Data & concrete examples mentioned
- AI catalyst: Anthropic’s Cowork system (example use cases: vetting contracts, booking trips, creating sales decks).
- Market moves cited: LegalZoom ~–20%, Salesforce ~–7%, Expedia ~–15% (context: software companies threatened by AI automation of the services they enable).
- Anecdote: Hong Kong employers shifting hires toward philosophy/history majors in some firms.
Implications for students and educators
- For students: Learn to use AI as a force-multiplier — practice with AI tutors, learn prompt design, and develop skills focusing on ambiguity, ethics, and strategy that AI handles less well.
- For departments: Rebalance assessment and classroom activity away from rote, structured problem solving and toward collaborative, judgment-based, creative, and AI-integrated projects.
- For employers: Expect shifts in candidate profiles; demand may rise for skills in oversight, interpretation, communication, and AI orchestration.
Actionable recommendations
- Students: Start using AI tools as study/tutoring aids to accelerate mastery of routine topics; invest time in higher-order skills (communication, interpretation, scenario design).
- Faculty: Revise syllabi to:
- Move repetitive problem practice to AI-assisted homework.
- Use class time for discussion of assumptions, policy implications, ethical tradeoffs, and applied projects.
- Incorporate AI literacy and prompt engineering into coursework.
- Institutions: Provide training and resources (open textbooks, AI tooling access) so students from varied backgrounds can learn to use AI effectively.
Other segments in the episode
- Tax/SNAP changes: New tax law raises standard deductions (example cited: $31,500 for married joint filers) but also expands SNAP work requirements and administrative burdens. Experts warn this could reduce SNAP participation and result in significant percentage cuts if fully implemented; states face more administrative cost and error penalties.
- Novo Nordisk: The company warned of "unprecedented downward pressure" on prices for weight-loss drugs (e.g., Wegovy), and its stock fell ~17% in Copenhagen.
- Sponsor: Fundrise ad for its Income Fund (private credit strategy, cited distribution rate ~7.97% and historical returns; promotional material with standard investment-risk caveats).
- Promo: Podcast "This Is Uncomfortable" — episode on passing down Egyptian cultural and language heritage to children (guest: Eamon Ismail).
Notable quotes
- Wendy Carlin: “Anyone who's done an economics degree will remember that they spend a lot of time doing problem sets. These are very well-specified or structured cognitive tasks…they're going to learn how to do that much better individually working with AI as a tutor.”

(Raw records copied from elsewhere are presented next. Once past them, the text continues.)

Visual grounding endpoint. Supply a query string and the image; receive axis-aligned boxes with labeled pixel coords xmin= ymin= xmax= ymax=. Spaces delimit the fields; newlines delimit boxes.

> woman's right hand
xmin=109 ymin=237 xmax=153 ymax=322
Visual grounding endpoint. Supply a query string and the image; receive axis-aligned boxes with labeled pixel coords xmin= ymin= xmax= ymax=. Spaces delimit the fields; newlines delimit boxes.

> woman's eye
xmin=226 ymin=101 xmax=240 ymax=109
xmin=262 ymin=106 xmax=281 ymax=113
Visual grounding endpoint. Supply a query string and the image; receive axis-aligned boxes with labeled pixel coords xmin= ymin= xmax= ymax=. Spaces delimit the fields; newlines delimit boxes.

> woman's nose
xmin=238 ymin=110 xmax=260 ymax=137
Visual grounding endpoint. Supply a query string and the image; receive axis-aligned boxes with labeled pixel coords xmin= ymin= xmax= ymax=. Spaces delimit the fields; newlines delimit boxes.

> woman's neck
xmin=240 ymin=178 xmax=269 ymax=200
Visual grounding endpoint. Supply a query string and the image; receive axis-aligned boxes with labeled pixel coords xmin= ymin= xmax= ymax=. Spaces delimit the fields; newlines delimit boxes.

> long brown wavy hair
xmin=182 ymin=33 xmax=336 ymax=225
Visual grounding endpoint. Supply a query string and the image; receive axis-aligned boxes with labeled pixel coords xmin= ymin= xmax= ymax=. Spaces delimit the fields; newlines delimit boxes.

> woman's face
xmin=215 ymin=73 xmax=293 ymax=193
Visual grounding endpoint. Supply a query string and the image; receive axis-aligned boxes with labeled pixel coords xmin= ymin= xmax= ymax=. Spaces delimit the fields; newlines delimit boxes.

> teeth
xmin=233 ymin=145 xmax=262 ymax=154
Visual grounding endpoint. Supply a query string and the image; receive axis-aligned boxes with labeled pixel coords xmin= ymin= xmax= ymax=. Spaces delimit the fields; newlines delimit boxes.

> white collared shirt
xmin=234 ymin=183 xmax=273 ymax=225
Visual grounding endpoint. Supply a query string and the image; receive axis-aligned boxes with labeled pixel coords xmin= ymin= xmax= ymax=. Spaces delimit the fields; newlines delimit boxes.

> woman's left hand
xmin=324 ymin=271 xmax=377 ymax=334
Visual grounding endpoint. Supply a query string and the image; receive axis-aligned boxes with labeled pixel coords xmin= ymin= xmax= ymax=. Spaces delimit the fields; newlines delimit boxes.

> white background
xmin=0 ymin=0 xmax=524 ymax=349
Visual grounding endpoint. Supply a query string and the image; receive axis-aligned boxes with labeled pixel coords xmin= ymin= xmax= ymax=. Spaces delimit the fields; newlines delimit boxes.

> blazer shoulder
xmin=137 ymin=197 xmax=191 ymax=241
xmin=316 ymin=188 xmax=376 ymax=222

- Carlin: “We should be aiming for a crop of econ majors who are super pros at using AI to solve even more advanced problems.”
Bottom line
AI is already reshaping employer demand and challenging traditional routes to employability, including economics degrees. The pragmatic response is curricular and pedagogical reform: teach students to use AI effectively, preserve learning that builds judgment and fulfillment, and focus classroom time on complex, human-centered skills that remain valuable in an AI-augmented workforce.